Hi Aneesh,
Adding linaro-dev in the loop as someone else could be also interested
I have reproduced my thermal error with a lava test so you can have a complete log available here: http://validation.linaro.org/lava-server/scheduler/job/18564/log_file
As a summary of the problem, the panda board turns off during some sysbench tests because the SDRAM has exceeded its temperature limit
Regards, Vincent
On 9 May 2012 14:43, Vincent Guittot vincent.guittot@linaro.org wrote:
Hi Aneesh,
Sorry for this late replay.
I'm working with the Linaro 12.04 developer image which is quite close to the Linaro ubuntu one but without IHM. Te manifest gives me the following information about the kernel linux-image-3.3.1-38-linaro-lt-omap=3.3.1-38.38~lt~ci~00000000000001+1336186099~4fa4ad78 which should be available here :git://git.linaro.org/landing-teams/leb/ti/kernel.git
This issue occurs each time I run some sysbench tests on my panda board (revA1). I run several tests which are 20 seconds long and the issue occurs after few minutes
I've check with my finger and the package is quite hot when the issue occurs
Regards, Vincent
On 7 May 2012 19:43, Aneesh V aneesh@ti.com wrote:
On 05/07/2012 10:38 AM, Mike Turquette wrote:
On Thu, May 3, 2012 at 7:47 AM, Vincent Guittot vincent.guittot@linaro.org wrote:
Hi Amit and Mike,
While stressing the dual cortex-A9 of my panda board ( omap4430 ) with the latest Linaro ubuntu developer environment, I reach the following message
[ 824.996978] emif emif.2: temperature alert before registers are calculated, not de-rating timings [ 837.243957] emif emif.2: temperature alert before registers are calculated, not de-rating timings [ 839.045318] emif emif.2: temperature alert before registers are calculated, not de-rating timings [ 845.168518] emif emif.1: temperature alert before registers are calculated, not de-rating timings [ 901.361663] emif emif.2: temperature alert before registers are calculated, not de-rating timings [ 902.082672] emif emif.2: temperature alert before registers are calculated, not de-rating timings [ 914.329620] emif emif.2: temperature alert before registers are calculated, not de-rating timings [ 925.496124] emif emif.2: temperature alert before registers are calculated, not de-rating timings [ 930.537292] emif emif.2: temperature alert before registers are calculated, not de-rating timings [ 938.823333] emif emif.1: temperature alert before registers are calculated, not de-rating timings [ 947.828857] emif emif.1: temperature alert before registers are calculated, not de-rating timings [ 954.312072] emif emif.1: temperature alert before registers are calculated, not de-rating timings [ 982.047271] emif emif.2: SDRAM temperature exceeds operating limit.. Needs shut down!!! [ 982.072784] Power down.

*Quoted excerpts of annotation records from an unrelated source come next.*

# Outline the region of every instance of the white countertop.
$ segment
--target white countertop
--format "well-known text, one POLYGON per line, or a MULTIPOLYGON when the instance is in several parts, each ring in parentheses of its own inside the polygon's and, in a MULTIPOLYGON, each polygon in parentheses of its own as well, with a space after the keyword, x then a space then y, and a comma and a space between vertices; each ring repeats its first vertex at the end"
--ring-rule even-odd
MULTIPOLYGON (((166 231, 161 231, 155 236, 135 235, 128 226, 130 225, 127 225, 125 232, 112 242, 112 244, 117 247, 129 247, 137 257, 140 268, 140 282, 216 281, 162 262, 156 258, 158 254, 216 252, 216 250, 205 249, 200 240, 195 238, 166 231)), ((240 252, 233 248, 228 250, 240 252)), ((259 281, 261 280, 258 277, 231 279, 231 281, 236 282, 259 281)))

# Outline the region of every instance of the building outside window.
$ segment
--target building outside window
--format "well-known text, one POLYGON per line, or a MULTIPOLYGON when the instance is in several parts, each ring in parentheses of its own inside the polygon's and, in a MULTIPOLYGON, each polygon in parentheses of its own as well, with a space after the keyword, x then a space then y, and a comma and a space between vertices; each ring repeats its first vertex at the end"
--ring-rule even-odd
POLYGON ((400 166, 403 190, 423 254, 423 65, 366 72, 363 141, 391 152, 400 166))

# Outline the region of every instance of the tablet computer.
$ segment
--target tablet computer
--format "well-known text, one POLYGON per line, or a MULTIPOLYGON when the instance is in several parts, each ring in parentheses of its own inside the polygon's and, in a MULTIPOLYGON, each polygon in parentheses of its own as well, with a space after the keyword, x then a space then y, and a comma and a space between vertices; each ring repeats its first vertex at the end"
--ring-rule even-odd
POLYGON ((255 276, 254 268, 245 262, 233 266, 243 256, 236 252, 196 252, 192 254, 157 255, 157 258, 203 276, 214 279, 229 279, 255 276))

It is something you have already faced ? could something miss in the kernel ?
That should not happen normally. If all is well, it should happen only if the temperature alert comes during a small window at bootup. Is that the case with you. Which tree and branch are you using. Please send me the details and I will take a look.
br, Aneesh
On 14/05/12 20:45, Somebody in the thread at some point said:
Hi Aneesh,
Adding linaro-dev in the loop as someone else could be also interested
I have reproduced my thermal error with a lava test so you can have a complete log available here: http://validation.linaro.org/lava-server/scheduler/job/18564/log_file
As a summary of the problem, the panda board turns off during some sysbench tests because the SDRAM has exceeded its temperature limit
Recently Sebastien Jan at TI found that on tilt-3.3, cpu_idle is interacting badly with smartreflex and the wrong Vcore can be selected for 4460.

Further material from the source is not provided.